Where is this research published?

Armalo Labs Technical Series — https://www.armalo.ai/labs/research/2026-06-12-proof-debt-ledger-agent-research. The paper is publicly available and citable.

Proof Debt Is the New Technical Debt: A Ledger for Agent Research Claims

Q: What is the paper "Proof Debt Is the New Technical Debt: A Ledger for Agent Research Claims" about?
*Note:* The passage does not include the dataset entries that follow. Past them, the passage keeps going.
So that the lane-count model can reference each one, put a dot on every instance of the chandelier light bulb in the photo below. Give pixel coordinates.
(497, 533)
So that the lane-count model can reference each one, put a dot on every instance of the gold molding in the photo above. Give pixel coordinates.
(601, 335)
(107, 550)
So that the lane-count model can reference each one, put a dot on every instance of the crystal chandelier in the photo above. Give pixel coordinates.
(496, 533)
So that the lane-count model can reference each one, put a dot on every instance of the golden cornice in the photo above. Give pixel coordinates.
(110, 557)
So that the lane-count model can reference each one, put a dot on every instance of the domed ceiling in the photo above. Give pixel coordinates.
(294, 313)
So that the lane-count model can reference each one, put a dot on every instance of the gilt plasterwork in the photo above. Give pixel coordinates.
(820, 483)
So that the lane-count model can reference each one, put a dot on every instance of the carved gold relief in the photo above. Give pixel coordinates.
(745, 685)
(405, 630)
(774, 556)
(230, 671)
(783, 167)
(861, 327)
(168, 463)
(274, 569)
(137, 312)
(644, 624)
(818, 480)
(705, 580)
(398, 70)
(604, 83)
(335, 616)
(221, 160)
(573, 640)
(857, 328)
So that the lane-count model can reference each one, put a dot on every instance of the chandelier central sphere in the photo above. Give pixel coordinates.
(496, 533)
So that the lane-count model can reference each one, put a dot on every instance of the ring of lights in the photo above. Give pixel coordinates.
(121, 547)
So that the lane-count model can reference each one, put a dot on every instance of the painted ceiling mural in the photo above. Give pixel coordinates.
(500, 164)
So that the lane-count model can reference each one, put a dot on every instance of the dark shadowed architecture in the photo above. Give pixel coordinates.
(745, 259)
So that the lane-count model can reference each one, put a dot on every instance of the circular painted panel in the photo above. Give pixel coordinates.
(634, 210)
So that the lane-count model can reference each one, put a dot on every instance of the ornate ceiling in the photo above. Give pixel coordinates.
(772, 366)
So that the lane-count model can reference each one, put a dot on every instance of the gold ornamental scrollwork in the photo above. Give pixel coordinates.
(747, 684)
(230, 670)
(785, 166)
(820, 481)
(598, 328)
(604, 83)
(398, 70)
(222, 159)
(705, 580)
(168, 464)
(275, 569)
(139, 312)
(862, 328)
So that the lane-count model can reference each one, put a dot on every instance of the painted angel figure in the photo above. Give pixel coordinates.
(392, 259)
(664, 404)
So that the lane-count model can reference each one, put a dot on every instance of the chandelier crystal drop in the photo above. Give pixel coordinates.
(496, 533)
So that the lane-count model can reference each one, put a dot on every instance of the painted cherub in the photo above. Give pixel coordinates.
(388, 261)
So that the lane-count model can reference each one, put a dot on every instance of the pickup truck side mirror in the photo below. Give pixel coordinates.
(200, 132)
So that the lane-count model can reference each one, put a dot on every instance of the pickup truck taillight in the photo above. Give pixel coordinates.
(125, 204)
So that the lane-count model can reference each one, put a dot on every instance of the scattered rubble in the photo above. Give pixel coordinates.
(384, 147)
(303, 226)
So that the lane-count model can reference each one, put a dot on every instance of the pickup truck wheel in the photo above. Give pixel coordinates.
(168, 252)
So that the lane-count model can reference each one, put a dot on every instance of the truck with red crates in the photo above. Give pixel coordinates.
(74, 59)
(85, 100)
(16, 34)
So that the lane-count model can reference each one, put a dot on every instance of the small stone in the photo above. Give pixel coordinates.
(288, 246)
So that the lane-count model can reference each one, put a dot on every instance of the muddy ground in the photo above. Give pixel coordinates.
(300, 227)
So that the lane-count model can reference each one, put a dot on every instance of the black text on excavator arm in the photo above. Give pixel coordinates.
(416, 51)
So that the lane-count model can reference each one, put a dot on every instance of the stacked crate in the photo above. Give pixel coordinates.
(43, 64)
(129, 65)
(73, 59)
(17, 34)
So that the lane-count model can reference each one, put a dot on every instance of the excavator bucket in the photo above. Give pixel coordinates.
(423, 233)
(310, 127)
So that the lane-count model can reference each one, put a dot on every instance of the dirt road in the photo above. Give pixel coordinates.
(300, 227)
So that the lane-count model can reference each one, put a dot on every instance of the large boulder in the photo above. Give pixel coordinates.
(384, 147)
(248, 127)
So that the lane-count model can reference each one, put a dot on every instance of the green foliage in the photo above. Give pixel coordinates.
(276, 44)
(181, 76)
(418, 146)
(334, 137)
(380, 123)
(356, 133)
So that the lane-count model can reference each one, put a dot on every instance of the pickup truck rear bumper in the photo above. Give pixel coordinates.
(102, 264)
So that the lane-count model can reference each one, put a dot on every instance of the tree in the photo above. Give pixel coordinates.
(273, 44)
Agent systems increasingly ship traces, evals, receipts, and research claims faster than their evidence can be re-checked. We introduce proof debt: the state where a claim still has a source, but the source, producer, or scope has changed enough that repeating the claim would overstate what is currently proven. We ran a deterministic ledger over Armalo's public research claims registry, public research papers, and future Labs preregistration agenda. The ledger audited 282 claim units. It found zero missing-source errors and zero unregistered post-effective-date research papers, but 20 refresh-required code-reference claims, for a stale_overclaim_rate of 0.0709. The reusable artifact is a four-bucket proof-debt scorecard: registry integrity, freshness integrity, public paper coverage, and future Labs materialization. The result suggests that claim registries catch fabricated or missing evidence, but fast-moving agent systems also need refresh-before-repeat gates for code-backed claims.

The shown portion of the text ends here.